Artisans of hope: Saint Monica-Saint Michael School’s push for student involvement in the arts
“In college, we were told if you have ten percent of your students participating in the arts, you’re lucky.”
For Sandra Poczobut, director of the creative arts program at Saint Monica-Saint Michael School in Barre, luck has nothing to do with it. Starting as the school’s music teacher in 2002, Poczobut’s responsibilities now extend to the performing arts, as well as managing creative arts programs as a whole. Bolstered by supportive staff and administration, the arts at Saint Monica-Saint Michael are not an extracurricular afterthought; they are as essential to the school’s curriculum as grammar or arithmetic. “We have one hundred percent participation”, Poczobut continues.
Diadel Ortiz, the school’s art director, shares this attitude of total participation. “An understanding of art, an understanding of beauty, is essential” she says, showing some of her students’ latest works. “Some of these students have never touched a pastel in their life, never touched clay…what I want kids to do is just to try. Art is not just painting, or drawing, it’s exercising your imagination.” In a world increasingly defined by algorithms, data, and marketing metrics, it may seem like the human creative spirit has fewer outlets than ever before. This, Ortiz argues, is why participation in the arts is so crucial for young minds. “Without that exploration, art becomes this dead, alien thing you go visit in a museum.”
For most students, art will not become a career; according to the Bureau of Labor Statistics, fewer than 2% of all full-time jobs are in a creative industry such as music, film, or graphic design. But the lessons gleaned from the study of the arts don’t solely apply to those who work in those fields. “The thing that I notice the most, teaching post-COVID, is student independence. Their musical ability is not gone, it’s never gone, but their ability to stand on their own two feet and believe in themselves is a bit different.” Essential to music and the performing arts are universal skills such as time management, teamwork, professionalism, and conflict resolution; “I tell them all the time, you are not an island!” As she says this, Poczobut’s drama students file into the room for rehearsal; the enthusiasm is palpable, and the students immediately begin setting their practice stage, rehearsing lines, and warming up. It is instantly apparent that this is not simply a rote exercise the students undertake out of necessity; there is engagement, passion, pride even.
“Art is in everything, it’s everywhere” says Ortiz. “You look outside, the streets you walk on, the cars, the lamps, the buildings, the wording in everything you read, even data – art is involved in all of it.” This attitude represents a paradigm shift away from confining “art”, as a concept, to painting or sculpture, and instead recognizing the role art plays in everyday life, often on a level most people don’t stop to consider. “People complain about ‘small M’ minimalism, where everything is just a little less vibrant, less detailed or intentional than it was before. We hear it a lot as Catholics, in discussions about church design, how the architecture and sacred art has changed. How kids experience art, growing up, is where that change starts.” Appreciation of beauty is, in some ways, a civilizational benchmark – without the arts, society coarsens.

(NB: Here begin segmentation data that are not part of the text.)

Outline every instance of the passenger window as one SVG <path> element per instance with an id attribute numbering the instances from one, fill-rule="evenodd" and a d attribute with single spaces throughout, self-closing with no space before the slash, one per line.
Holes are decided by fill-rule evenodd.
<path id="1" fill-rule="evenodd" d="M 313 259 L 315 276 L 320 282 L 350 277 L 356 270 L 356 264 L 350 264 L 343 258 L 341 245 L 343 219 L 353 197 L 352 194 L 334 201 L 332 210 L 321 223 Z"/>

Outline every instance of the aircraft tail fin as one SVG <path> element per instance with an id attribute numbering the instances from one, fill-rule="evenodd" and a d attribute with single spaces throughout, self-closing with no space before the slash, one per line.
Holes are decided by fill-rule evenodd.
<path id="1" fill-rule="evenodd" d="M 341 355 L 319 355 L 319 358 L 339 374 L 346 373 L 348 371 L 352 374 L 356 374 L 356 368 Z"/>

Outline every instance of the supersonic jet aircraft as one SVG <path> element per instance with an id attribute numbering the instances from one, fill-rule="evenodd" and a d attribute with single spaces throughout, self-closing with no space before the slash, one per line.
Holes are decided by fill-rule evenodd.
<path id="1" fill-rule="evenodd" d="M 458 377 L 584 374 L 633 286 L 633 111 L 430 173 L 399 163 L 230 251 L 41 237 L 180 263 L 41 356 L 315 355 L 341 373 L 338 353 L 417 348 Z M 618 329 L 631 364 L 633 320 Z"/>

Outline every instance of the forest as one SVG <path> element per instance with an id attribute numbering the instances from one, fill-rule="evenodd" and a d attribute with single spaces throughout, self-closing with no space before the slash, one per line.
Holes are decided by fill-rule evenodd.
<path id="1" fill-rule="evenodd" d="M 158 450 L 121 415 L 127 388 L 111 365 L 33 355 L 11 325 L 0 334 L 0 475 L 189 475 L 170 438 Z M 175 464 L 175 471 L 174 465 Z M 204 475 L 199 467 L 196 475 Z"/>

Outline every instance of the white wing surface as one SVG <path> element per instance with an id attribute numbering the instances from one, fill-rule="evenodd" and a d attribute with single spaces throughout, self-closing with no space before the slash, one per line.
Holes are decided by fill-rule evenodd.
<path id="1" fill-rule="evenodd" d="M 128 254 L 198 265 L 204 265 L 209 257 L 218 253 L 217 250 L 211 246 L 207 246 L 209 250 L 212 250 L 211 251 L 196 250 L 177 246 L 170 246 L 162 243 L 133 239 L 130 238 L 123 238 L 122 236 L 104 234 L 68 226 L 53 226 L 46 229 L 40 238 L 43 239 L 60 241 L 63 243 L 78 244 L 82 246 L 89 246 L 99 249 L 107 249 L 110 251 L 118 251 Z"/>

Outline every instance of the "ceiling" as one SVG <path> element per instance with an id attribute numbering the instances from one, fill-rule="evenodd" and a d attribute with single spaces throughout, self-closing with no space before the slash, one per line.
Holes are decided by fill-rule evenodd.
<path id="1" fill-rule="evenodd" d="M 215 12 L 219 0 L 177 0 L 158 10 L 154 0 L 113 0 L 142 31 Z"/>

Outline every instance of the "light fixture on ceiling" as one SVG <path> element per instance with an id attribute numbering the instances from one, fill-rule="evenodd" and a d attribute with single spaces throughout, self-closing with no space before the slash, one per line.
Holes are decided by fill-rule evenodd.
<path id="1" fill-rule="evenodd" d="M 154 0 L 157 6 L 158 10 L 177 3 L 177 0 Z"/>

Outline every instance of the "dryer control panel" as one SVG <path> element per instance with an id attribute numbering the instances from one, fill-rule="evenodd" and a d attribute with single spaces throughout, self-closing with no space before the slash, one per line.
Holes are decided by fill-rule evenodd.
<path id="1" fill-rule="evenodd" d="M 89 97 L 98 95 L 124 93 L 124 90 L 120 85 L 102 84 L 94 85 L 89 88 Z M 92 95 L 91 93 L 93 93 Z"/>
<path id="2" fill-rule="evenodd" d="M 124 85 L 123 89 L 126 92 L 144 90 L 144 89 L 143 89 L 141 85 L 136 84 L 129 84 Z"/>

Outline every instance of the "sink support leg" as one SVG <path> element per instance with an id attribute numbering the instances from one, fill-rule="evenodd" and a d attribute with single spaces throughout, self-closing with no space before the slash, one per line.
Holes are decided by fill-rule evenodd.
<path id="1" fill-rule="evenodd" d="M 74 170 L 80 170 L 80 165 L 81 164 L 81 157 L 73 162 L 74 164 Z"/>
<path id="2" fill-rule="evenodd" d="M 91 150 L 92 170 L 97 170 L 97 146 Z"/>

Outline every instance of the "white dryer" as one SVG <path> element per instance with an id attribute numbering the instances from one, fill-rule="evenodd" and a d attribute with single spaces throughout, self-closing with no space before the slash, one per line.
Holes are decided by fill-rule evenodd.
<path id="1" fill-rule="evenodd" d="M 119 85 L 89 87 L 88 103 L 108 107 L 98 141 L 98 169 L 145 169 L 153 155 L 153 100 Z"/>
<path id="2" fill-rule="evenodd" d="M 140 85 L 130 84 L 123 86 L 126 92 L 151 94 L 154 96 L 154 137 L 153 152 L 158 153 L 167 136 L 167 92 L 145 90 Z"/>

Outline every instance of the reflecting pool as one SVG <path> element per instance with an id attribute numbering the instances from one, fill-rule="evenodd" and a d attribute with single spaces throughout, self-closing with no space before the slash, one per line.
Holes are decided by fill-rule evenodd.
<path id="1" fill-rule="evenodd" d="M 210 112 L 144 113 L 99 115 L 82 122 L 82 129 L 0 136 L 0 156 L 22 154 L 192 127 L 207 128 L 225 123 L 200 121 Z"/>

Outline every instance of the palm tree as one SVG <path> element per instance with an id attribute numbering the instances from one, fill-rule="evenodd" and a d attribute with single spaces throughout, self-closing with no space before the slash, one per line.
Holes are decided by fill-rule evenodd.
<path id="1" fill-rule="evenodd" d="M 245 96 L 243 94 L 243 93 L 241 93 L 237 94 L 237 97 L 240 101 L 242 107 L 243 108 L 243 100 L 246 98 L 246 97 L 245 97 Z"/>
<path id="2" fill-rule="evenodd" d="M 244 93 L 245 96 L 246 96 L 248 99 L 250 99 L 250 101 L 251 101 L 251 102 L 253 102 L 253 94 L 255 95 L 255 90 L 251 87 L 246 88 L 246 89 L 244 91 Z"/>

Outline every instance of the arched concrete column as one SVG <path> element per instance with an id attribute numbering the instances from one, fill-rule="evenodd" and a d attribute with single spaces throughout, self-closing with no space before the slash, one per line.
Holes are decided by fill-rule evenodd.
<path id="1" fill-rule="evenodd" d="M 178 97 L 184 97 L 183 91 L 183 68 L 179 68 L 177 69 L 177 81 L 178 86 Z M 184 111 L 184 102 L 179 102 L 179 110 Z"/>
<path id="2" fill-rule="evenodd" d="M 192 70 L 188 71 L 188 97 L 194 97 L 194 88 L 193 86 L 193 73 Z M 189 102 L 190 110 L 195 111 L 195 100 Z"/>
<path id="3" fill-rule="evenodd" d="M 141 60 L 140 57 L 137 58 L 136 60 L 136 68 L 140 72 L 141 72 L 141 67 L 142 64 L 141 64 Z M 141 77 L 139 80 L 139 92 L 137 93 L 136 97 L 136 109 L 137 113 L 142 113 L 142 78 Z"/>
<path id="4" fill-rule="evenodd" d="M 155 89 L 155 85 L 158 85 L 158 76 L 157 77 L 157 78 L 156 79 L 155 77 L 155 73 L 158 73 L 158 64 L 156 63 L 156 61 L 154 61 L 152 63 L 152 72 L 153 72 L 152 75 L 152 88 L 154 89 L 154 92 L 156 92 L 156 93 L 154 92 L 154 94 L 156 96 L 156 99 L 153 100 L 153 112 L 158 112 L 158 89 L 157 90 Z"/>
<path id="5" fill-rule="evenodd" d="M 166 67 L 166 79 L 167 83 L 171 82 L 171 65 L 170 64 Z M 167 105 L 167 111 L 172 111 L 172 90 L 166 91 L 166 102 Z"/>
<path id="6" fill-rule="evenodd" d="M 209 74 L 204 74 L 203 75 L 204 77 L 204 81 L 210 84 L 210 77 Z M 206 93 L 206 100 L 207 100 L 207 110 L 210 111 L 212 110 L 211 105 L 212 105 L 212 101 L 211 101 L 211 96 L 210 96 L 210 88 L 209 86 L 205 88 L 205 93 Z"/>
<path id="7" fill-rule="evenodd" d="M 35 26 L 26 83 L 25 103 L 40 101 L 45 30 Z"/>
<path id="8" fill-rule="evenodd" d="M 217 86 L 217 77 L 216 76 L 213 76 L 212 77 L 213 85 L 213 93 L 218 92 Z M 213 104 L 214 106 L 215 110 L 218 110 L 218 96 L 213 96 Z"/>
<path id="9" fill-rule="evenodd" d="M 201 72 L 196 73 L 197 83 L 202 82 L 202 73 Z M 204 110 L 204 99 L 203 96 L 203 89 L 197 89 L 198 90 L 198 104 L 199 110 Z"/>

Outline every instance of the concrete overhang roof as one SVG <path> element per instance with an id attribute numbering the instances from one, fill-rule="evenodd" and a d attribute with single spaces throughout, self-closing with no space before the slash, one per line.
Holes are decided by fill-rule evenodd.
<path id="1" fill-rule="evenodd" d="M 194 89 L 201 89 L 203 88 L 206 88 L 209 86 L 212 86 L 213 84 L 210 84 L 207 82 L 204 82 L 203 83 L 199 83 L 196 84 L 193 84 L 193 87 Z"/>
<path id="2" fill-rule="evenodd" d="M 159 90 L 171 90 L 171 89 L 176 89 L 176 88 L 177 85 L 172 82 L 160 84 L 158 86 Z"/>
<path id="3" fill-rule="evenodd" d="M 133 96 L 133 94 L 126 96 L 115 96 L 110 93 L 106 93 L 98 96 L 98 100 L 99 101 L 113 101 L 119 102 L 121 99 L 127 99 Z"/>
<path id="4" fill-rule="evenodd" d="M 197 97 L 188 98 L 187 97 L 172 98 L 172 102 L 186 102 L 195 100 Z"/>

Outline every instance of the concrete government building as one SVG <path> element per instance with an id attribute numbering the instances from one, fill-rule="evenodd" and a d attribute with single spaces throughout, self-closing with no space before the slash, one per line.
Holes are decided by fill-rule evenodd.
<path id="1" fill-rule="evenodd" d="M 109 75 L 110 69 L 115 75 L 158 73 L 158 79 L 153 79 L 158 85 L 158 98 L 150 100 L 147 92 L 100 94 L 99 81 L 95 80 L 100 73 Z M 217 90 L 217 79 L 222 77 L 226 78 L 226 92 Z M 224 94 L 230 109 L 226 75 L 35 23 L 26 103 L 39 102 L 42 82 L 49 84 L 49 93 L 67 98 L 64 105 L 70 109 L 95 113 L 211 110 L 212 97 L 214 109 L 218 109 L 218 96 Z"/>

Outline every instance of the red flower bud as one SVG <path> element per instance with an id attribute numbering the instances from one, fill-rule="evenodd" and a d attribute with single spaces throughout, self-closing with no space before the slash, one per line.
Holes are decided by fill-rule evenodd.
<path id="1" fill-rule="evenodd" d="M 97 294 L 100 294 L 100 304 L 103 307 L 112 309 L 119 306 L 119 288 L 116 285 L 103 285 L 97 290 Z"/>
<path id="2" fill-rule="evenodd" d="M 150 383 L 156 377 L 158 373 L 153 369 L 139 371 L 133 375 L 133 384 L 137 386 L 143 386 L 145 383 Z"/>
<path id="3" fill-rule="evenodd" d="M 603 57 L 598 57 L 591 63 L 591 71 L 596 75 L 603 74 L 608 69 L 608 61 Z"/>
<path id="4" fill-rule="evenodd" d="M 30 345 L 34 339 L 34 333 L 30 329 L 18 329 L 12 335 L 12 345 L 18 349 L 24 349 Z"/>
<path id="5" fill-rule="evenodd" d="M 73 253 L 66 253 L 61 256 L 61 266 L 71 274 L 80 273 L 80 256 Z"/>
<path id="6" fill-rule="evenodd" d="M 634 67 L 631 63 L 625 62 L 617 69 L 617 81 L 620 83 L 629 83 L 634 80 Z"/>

Another notion the program aims to put to rest is that art is only for certain people – that participation in the arts is the private preserve of those with exceptional talent or passion. “I had one kid who hated art” Ortiz recalls, laughing. “He was a good kid, was passing the class, but he was very clear he did not like art. Then we started working with clay, and he made a little bird…he said, ‘It’s alright, I guess’. He’s in high school now, and his mother just reached out to me – he’s enrolled in art classes, and loves them.” While making art a required subject may seem counterintuitive, it pushes students to find the creative niche which speaks to them the most. “Most of these kids have never put on a play before” Poczobut says. “A lot of them said they hated acting, couldn’t memorize lines, didn’t have the confidence or the knowledge to go out and perform. And now, well…” She gestures towards the students, rehearsing a scene essentially on their own.
When parents consider enrolling their children in one of the schools of the diocese, the obvious priority is academic excellence. Will my child learn the necessary skills to survive and compete in the world? As the model set at Saint Monica-Saint Michael shows, however, this excellence is incomplete without a solid foundation in the creative arts. Pope Benedict XVI once called art “one of the greatest apologetics of our faith”; the appreciation and application of the arts can only serve to enrich our lives, and in this matter the students of Saint Monica-Saint Michael are richer than most.